The public, or "niche side" entrance is behind  locked gates, as the sanctuary can only  be visited by contacting the Soprintendenza Archeologia, Belle Arti e Paesaggio of  Roma.  Guided tours are organized once every 2-3 months and are advertised by the Soprintendenza ABAP-RM-MET, the Municipality of Nemi and/or local archaeological associations such as GAALNA 

These tours are usually free, in Italian language and a most informative way to see the sanctuary.

This entrance is right off the ring road which surrounds the lake, following the signs for Azienda Agricola Il Nemus and walking past their outdoor Teatro di Paglia.  

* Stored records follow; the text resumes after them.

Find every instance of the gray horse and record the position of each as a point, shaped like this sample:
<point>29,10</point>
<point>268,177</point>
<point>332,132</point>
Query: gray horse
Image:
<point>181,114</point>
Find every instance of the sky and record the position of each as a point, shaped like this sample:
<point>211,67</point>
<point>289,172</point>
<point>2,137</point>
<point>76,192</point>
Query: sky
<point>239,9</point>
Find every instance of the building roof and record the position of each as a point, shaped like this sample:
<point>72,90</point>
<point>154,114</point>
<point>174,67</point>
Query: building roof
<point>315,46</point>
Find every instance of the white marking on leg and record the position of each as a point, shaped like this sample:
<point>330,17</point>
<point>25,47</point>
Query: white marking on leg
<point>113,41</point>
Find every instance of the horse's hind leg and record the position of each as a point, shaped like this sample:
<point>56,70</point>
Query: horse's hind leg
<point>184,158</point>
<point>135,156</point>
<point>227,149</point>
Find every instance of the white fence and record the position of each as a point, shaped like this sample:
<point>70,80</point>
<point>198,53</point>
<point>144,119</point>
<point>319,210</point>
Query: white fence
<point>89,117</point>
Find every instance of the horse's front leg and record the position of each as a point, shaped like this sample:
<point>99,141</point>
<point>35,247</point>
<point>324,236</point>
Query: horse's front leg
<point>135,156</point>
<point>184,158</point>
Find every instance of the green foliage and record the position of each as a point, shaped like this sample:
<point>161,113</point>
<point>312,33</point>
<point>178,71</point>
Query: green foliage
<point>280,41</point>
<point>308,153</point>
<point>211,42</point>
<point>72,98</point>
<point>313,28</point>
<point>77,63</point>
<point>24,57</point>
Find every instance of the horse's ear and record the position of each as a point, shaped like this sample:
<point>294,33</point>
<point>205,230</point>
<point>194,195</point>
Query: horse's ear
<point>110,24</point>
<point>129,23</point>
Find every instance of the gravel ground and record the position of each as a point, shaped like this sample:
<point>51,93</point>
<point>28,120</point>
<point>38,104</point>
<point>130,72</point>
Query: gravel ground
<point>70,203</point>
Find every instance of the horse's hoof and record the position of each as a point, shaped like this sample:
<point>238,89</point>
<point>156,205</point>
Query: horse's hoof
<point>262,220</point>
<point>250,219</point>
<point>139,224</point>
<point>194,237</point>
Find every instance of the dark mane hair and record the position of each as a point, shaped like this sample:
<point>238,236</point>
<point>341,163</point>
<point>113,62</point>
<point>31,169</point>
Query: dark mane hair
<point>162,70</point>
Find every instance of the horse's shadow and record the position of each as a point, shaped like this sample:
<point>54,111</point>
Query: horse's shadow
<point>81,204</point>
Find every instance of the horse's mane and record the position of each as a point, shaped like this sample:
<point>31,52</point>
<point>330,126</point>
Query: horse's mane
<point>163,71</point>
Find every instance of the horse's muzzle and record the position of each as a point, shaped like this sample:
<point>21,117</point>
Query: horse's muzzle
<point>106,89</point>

You may see other signs around the lake directing you to the Temple of Diana which are in a different direction than the indications above; owners of an agriturismo (holiday farm) near the temple have installed these. They offer the chance to see the site from their property, usually by a fee or required use of their facilities. Authorities claim this is not permitted nor recommended, one reason being safety measures are not followed, use your own discretion. 

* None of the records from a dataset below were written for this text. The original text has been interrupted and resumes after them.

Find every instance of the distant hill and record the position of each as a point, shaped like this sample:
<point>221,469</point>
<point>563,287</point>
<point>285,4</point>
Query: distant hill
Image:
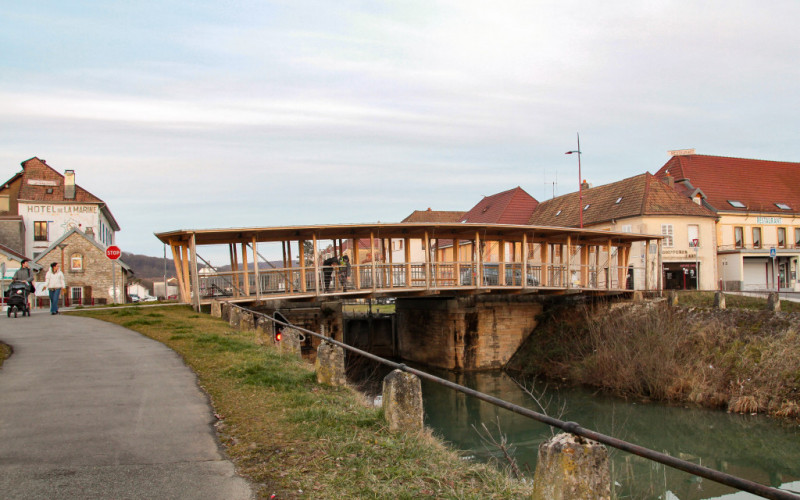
<point>145,267</point>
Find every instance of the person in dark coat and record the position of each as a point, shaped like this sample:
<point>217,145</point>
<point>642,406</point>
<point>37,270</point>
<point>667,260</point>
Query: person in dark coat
<point>327,270</point>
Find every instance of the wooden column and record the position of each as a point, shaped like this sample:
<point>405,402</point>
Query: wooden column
<point>407,258</point>
<point>246,270</point>
<point>301,252</point>
<point>316,265</point>
<point>256,270</point>
<point>427,243</point>
<point>176,260</point>
<point>195,278</point>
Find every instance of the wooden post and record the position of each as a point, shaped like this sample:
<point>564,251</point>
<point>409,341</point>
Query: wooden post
<point>301,250</point>
<point>246,270</point>
<point>176,260</point>
<point>372,253</point>
<point>195,280</point>
<point>256,270</point>
<point>316,265</point>
<point>407,258</point>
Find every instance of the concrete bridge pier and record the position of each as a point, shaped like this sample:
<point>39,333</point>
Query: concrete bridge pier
<point>478,332</point>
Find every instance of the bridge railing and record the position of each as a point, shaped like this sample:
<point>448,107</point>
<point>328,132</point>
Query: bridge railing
<point>418,275</point>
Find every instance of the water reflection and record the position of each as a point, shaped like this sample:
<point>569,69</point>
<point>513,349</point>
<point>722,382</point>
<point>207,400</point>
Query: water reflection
<point>756,448</point>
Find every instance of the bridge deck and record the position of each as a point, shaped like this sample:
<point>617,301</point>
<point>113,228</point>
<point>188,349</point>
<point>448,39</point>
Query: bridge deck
<point>456,259</point>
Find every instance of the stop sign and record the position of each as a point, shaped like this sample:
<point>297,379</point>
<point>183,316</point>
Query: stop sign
<point>113,252</point>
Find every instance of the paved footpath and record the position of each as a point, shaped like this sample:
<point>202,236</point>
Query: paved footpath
<point>93,410</point>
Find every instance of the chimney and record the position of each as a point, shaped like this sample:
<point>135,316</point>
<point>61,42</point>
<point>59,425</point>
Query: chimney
<point>69,184</point>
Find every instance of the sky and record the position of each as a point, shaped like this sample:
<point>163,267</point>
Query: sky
<point>196,114</point>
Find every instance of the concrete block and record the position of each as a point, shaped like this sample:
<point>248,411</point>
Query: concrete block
<point>330,365</point>
<point>572,468</point>
<point>773,302</point>
<point>216,309</point>
<point>402,401</point>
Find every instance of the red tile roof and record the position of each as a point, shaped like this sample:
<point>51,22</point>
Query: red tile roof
<point>757,184</point>
<point>632,197</point>
<point>37,170</point>
<point>514,206</point>
<point>433,216</point>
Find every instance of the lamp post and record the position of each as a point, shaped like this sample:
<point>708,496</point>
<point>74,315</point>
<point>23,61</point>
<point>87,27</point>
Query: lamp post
<point>580,180</point>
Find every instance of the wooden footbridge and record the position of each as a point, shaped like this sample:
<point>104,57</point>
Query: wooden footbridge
<point>407,259</point>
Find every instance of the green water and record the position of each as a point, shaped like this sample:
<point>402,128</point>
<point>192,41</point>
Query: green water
<point>758,448</point>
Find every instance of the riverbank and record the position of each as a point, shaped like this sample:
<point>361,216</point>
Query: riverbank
<point>294,438</point>
<point>741,360</point>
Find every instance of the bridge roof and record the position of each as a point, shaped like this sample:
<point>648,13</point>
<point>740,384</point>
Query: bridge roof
<point>401,230</point>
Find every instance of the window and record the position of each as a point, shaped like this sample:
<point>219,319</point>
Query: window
<point>40,231</point>
<point>694,235</point>
<point>76,295</point>
<point>738,237</point>
<point>76,262</point>
<point>666,232</point>
<point>756,237</point>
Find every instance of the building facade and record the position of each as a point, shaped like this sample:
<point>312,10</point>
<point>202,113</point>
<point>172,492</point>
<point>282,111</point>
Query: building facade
<point>757,203</point>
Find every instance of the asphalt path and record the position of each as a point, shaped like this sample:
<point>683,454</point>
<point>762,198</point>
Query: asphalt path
<point>93,410</point>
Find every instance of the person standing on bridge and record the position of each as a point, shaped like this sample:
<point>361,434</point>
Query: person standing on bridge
<point>344,271</point>
<point>54,281</point>
<point>327,270</point>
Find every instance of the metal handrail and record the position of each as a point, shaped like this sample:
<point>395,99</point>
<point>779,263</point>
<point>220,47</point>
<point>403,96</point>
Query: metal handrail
<point>571,427</point>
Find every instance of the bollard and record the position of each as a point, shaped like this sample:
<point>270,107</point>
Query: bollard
<point>773,302</point>
<point>246,321</point>
<point>225,311</point>
<point>571,467</point>
<point>329,364</point>
<point>672,298</point>
<point>234,316</point>
<point>719,300</point>
<point>216,309</point>
<point>402,401</point>
<point>291,344</point>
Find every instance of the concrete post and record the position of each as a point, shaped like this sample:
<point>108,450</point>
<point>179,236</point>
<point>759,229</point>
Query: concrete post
<point>773,302</point>
<point>329,364</point>
<point>572,468</point>
<point>719,300</point>
<point>402,401</point>
<point>291,344</point>
<point>234,317</point>
<point>672,298</point>
<point>225,311</point>
<point>246,321</point>
<point>216,309</point>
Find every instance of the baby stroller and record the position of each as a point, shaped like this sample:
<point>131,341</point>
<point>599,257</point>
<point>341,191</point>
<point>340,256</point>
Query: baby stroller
<point>17,299</point>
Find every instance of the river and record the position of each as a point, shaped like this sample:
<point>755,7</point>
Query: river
<point>758,448</point>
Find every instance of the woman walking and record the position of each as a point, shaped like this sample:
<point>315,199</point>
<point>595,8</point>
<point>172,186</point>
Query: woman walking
<point>54,281</point>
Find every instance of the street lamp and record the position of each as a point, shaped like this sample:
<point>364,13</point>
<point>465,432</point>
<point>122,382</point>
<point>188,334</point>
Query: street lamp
<point>580,181</point>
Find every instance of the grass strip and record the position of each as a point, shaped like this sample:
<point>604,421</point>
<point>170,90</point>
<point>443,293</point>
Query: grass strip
<point>294,438</point>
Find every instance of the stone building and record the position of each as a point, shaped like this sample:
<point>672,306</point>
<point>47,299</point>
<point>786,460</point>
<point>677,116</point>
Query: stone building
<point>88,273</point>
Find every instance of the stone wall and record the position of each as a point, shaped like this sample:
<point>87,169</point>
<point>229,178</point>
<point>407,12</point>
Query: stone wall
<point>465,333</point>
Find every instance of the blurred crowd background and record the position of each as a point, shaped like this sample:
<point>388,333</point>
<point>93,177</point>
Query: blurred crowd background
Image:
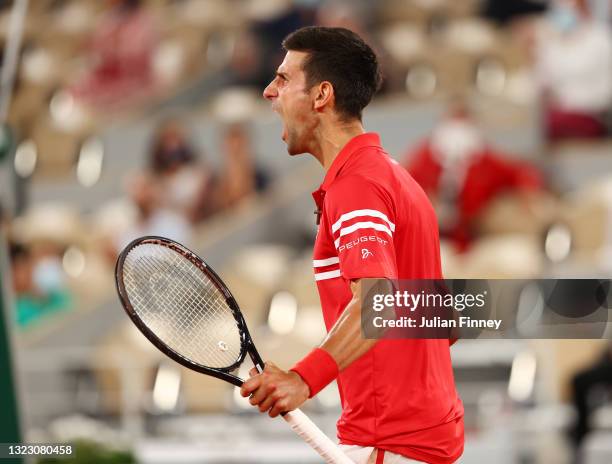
<point>125,118</point>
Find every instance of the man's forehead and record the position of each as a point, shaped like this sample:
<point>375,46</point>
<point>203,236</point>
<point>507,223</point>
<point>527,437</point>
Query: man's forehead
<point>292,62</point>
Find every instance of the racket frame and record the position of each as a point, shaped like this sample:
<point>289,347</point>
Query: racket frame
<point>246,342</point>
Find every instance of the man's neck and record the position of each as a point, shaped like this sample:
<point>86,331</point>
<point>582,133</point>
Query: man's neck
<point>329,141</point>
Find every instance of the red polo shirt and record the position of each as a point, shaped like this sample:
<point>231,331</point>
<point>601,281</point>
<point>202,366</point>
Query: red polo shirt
<point>377,222</point>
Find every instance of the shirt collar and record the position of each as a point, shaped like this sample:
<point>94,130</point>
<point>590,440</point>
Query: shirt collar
<point>355,144</point>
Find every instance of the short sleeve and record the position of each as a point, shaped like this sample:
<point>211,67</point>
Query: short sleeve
<point>362,220</point>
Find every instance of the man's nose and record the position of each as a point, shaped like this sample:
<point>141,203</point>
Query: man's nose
<point>269,91</point>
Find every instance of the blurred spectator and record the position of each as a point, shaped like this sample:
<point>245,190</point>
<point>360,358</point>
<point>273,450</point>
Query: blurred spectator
<point>151,218</point>
<point>184,183</point>
<point>574,69</point>
<point>121,54</point>
<point>585,383</point>
<point>241,176</point>
<point>38,283</point>
<point>503,11</point>
<point>257,54</point>
<point>462,174</point>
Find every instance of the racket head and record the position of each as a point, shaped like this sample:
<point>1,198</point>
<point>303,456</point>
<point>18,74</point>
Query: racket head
<point>161,266</point>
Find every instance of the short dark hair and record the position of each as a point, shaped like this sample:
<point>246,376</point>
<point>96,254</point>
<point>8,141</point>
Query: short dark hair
<point>340,56</point>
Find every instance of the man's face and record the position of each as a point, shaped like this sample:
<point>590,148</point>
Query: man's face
<point>293,101</point>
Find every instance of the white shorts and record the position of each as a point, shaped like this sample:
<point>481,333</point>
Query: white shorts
<point>368,455</point>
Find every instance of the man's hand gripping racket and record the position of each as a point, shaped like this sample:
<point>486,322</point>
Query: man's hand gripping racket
<point>183,307</point>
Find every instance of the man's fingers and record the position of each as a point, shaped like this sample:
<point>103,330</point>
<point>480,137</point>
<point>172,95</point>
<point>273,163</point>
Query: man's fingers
<point>268,402</point>
<point>250,385</point>
<point>261,394</point>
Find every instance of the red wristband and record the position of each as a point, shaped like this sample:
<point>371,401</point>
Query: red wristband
<point>317,369</point>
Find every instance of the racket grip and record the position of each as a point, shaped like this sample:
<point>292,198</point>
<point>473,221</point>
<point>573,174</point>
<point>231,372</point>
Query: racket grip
<point>311,434</point>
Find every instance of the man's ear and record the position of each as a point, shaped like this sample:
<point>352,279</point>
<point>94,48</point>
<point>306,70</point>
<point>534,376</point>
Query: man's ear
<point>324,95</point>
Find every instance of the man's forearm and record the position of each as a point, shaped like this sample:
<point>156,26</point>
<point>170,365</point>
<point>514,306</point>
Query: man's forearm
<point>344,342</point>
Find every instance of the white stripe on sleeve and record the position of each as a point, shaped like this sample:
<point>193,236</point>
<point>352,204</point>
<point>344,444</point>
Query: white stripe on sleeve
<point>327,275</point>
<point>362,212</point>
<point>325,262</point>
<point>362,225</point>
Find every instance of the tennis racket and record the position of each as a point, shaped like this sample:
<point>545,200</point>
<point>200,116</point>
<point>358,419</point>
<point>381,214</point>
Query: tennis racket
<point>183,307</point>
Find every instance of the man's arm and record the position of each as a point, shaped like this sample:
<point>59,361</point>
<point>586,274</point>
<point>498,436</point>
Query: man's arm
<point>276,391</point>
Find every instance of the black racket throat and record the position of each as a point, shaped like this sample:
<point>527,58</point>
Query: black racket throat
<point>134,294</point>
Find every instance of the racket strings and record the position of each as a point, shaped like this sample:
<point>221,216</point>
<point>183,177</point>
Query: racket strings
<point>179,304</point>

Some visitors also often go on their own though holes or passable spaces through the locked gates. You can see their evidence by offerings left on the altar and it is rumored neo-pagans and those seeking fertility have ceremonies during the night.  Again,  authorities state these types of visits are not advised and border on being illegal, use your own discretion.

I Nemoralia 

A most interesting time to visit is in August, when there is I Nemoralia, also known as the Festival of Diana. Once a holiday celebrated by the ancient Romans and held in the Sanctuary of Diana in honor of the goddess, the tradition continues today with a multi-day festival of events. In the 2020 edition, you could witness  re-enactments of popular ceremonies at the sanctuary.